Quando Lambda riceve un'invocazione di tipo richiesta-risposta, il payload viene passato direttamente al servizio Invoke. Se il servizio Invoke non è disponibile, i chiamanti possono mettere temporaneamente in coda il payload lato client per ritentare la chiamata un determinato numero di volte. Se il servizio Invoke riceve il payload, questo tenta di identificare un ambiente di esecuzione disponibile per la richiesta e passa il payload a tale ambiente di esecuzione per completare la chiamata. Se non esistono ambienti di esecuzione esistenti o appropriati, ne verrà creato uno dinamicamente in risposta alla richiesta. Durante il transito, i payload di invocazione inviati al servizio Invoke sono protetti con TLS 1.2+. Il traffico all'interno del servizio Lambda (dal bilanciatore del carico in poi) passa attraverso un Virtual Private Cloud (VPC) interno isolato, di proprietà del servizio Lambda, all'interno della regione AWS a cui è stata inviata la richiesta.

Un diagramma che mostra il modello di invocazione per la modalità richiesta-risposta AWS Lambda.

Figura 2: Modello di invocazione per la modalità richiesta-risposta di AWS Lambda

I payload della modalità di invocazione evento vengono sempre aggiunti a una coda per l'elaborazione prima della chiamata.

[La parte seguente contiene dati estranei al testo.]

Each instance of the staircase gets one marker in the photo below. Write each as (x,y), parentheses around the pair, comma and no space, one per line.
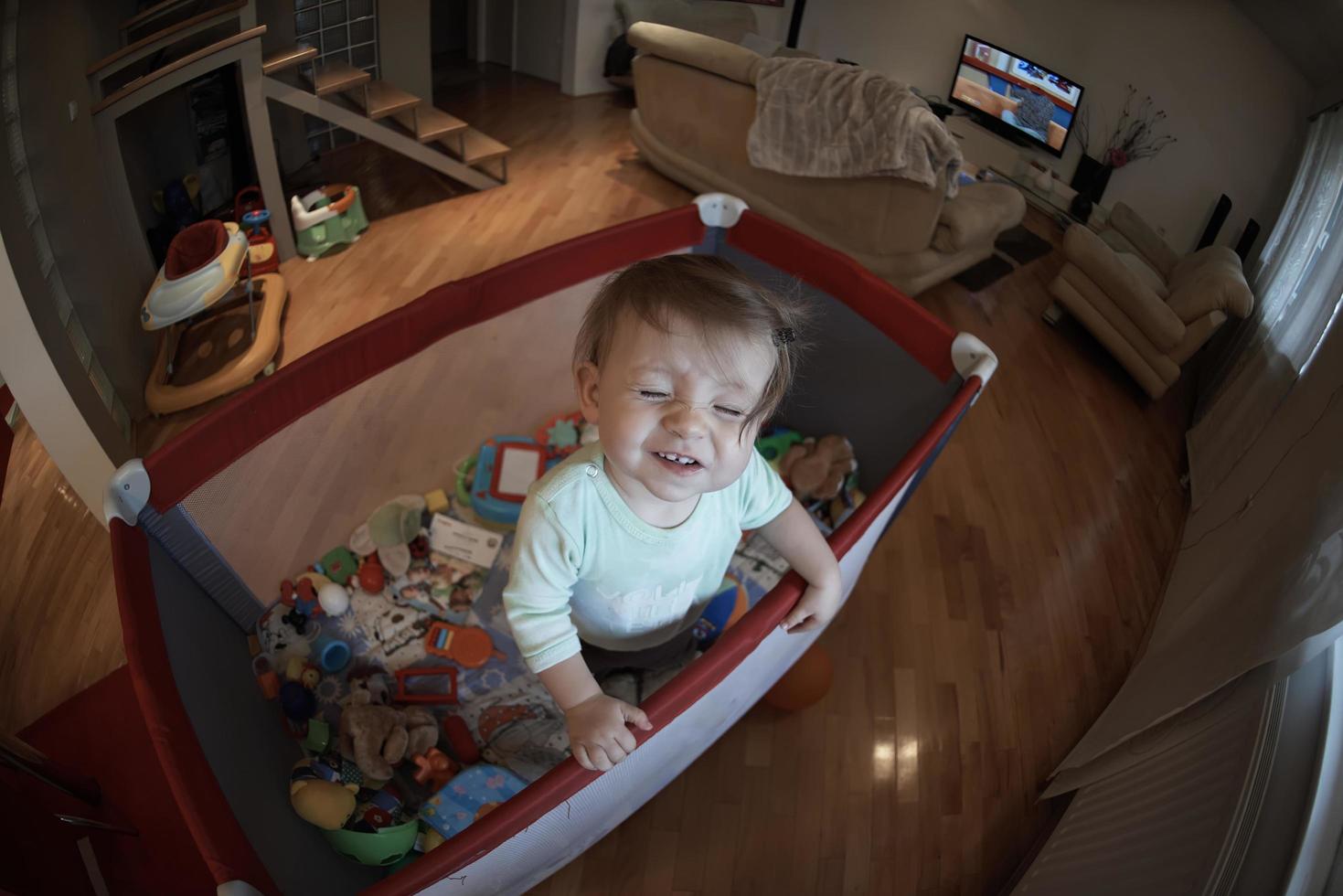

Tutti i payload destinati all'elaborazione sono aggiunti a una coda Amazon Simple Queue Service (Amazon SQS). Gli eventi in coda sono sempre protetti in transito con TLS 1.2+, ma al momento non sono soggetti a crittografia dei dati a riposo. Le code Amazon SQS utilizzate da Lambda sono gestite dal servizio Lambda e non sono visibili all'utente. Gli eventi in coda possono essere archiviati in una coda condivisa, ma possono essere migrati o assegnati a code dedicate in base a una serie di fattori che non possono essere controllati direttamente dagli utenti (ad esempio, ritmo di invocazione, dimensione degli eventi e così via).

Gli eventi in coda vengono recuperati in batch dal parco istanze di poller di Lambda. Il parco istanze di poller è un gruppo di istanze EC2 il cui scopo è quello di elaborare le chiamate di eventi in coda che non sono ancora state elaborate. Quando il parco istanze di poller recupera un evento in coda che deve essere elaborato, lo fa passandolo al servizio Invoke proprio come farebbe un utente che utilizza la modalità richiesta-risposta.

Se l'invocazione non può essere eseguita, il parco istanze di poller memorizzerà temporaneamente l'evento in memoria sull'host finché non sarà in grado di completare correttamente l'esecuzione o finché non sarà stato superato il numero di tentativi di esecuzione. Nessun dato di payload viene mai scritto su disco nel parco istanze di poller stesso. Le attività del parco istanze di polling possono essere condivise da tutti i clienti AWS, garantendo il minor tempo possibile per l'invocazione. Per ulteriori informazioni su quali servizi possono utilizzare la modalità di invocazione evento, consultare Utilizzo di AWS Lambda con altri servizi.